The heterogeneity of PD-L1 expression also poses a challenge for pathologists [28, 29]. Unlike other biomarkers in NSCLC, PD-L1 protein expression does not give a binary signal, instead, it presents as a continuum of expression including absent, low, medium, and high levels, and also varies between tumor cells [55]; some tumors classified as PD-L1 low/negative at the biopsy site may be PD-L1 high at a different location. The creation of a binary positive or negative result for PD-L1 status is achieved using a staining cut-off. This can mean that the probability of response to anti-PD-1/PD-L1 treatment differs very little in patients with PD-L1 low/negative tumors just below the cut-off, and patients with PD-L1 high tumors just above the cut-off. The lower the staining cut-off, the greater the risk of misclassifying patients in terms of probability of response [55]. These and other concerns are currently being evaluated in ongoing clinical trials with durvalumab monotherapy and combination therapies.

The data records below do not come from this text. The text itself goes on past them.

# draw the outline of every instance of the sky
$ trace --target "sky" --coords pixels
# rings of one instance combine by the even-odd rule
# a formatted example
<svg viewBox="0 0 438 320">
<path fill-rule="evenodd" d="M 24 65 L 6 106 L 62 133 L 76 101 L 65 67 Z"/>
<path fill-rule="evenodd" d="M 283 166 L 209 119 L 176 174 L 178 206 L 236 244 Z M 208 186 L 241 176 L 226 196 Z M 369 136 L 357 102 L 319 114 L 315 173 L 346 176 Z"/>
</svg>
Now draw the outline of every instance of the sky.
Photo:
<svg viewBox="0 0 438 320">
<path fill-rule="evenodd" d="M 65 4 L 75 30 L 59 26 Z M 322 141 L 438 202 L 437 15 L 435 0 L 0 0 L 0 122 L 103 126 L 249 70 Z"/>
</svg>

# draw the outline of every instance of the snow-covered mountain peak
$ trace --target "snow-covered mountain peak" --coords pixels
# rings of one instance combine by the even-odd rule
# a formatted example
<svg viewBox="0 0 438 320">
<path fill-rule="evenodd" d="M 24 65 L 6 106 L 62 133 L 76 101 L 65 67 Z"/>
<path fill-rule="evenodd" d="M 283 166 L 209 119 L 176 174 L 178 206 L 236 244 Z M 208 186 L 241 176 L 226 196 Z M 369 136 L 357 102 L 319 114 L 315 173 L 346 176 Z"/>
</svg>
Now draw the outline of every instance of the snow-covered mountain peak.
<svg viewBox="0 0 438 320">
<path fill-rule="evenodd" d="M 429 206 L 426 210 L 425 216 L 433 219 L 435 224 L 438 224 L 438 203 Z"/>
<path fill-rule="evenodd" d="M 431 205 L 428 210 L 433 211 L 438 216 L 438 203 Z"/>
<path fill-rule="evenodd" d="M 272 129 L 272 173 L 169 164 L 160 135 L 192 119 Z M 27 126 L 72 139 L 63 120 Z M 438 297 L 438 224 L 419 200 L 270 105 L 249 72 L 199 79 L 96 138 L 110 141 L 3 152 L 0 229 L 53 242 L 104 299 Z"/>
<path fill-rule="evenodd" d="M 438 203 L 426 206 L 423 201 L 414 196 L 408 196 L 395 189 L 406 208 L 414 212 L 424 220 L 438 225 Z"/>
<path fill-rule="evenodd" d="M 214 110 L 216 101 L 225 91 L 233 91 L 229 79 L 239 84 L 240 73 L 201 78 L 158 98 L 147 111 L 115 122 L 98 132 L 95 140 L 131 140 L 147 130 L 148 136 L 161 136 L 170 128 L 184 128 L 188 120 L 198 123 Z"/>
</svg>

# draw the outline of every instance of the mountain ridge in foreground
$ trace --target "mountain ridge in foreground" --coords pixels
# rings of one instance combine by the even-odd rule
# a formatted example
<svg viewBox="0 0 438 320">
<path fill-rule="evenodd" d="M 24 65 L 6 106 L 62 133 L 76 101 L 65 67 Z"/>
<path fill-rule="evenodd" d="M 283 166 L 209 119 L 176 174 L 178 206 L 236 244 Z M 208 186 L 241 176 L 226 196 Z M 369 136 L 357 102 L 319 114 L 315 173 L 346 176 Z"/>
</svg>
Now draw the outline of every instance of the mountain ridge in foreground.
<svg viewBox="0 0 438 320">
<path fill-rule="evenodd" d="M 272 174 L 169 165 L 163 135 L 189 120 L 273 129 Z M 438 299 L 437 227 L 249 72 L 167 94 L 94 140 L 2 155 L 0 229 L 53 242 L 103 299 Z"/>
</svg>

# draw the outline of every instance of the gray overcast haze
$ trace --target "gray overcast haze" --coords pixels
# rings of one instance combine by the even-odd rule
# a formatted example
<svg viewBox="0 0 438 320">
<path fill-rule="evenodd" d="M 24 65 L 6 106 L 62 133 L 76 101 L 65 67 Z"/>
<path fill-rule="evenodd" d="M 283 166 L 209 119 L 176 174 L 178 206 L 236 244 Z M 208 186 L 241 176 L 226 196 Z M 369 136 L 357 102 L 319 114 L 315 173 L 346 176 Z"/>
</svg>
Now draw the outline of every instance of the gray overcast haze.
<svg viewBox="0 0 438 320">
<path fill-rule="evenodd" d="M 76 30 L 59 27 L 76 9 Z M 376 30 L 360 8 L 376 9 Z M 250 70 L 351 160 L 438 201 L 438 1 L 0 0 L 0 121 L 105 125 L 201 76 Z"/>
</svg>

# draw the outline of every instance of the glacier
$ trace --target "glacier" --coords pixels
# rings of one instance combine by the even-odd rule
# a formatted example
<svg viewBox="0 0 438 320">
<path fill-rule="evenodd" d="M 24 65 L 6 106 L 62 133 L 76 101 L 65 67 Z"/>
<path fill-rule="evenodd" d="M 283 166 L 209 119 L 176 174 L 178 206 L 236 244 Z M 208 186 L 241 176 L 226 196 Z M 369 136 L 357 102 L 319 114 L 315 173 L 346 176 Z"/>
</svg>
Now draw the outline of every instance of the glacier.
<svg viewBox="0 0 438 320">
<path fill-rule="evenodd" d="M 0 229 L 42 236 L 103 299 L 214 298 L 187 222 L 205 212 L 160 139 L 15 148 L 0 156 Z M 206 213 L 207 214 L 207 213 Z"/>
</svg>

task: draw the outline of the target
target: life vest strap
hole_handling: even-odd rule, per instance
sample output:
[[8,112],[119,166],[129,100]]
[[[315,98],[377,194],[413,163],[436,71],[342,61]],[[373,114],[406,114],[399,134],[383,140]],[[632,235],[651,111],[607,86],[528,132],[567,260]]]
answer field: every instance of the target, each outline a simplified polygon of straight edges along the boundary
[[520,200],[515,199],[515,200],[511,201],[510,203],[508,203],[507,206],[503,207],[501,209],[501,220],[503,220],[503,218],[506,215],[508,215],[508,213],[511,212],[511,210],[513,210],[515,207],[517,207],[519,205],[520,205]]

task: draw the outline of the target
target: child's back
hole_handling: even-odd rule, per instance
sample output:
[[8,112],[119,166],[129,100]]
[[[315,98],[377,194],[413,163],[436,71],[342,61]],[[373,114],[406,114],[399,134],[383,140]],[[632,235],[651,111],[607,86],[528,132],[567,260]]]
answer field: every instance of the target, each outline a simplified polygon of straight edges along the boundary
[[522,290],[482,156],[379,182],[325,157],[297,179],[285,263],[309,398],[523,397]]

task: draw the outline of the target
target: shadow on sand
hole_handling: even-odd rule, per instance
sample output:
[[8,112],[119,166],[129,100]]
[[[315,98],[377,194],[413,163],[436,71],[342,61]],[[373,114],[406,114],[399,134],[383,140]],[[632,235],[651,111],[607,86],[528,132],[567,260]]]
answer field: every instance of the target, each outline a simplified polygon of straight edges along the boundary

This analysis demonstrated the reliability of the PD-L1 (SP263) assay to determine the PD-L1 expression of NSCLC and HNSCC tumor samples obtained in a clinical setting based on a ≥25 % cut-off value for positively stained tumor cells. Preliminary data from retrospective analyses of tumor samples obtained from a clinical trial of the anti-PD-L1 agent durvalumab, demonstrated that PD-L1 high expression, identified by the PD-L1 (SP263) assay and scoring algorithm, was a useful predictor of treatment response [1].

Conclusions

The VENTANA PD-L1 (SP263) Assay met all of the predefined acceptance criteria (according to its proposed intended use as a clinical diagnostic test), showing analytical specificity, sensitivity, robustness and precision, and obtaining the required performance scores for day-to-day, site-to site and observer-to-observer repeatability and reproducibility, confirming its reliability for staining of FFPE NSCLC and HNSCC samples across different testing environments.

The PD-L1 (SP263) assay is currently in use in ongoing clinical trials of durvalumab, as monotherapy and in combination with tremelimumab, as part of a comprehensive clinical development program in NSCLC and HNSCC. These studies support the use of the PD-L1 (SP263) assay for testing on clinical samples and form the basis for confirming clinical utility.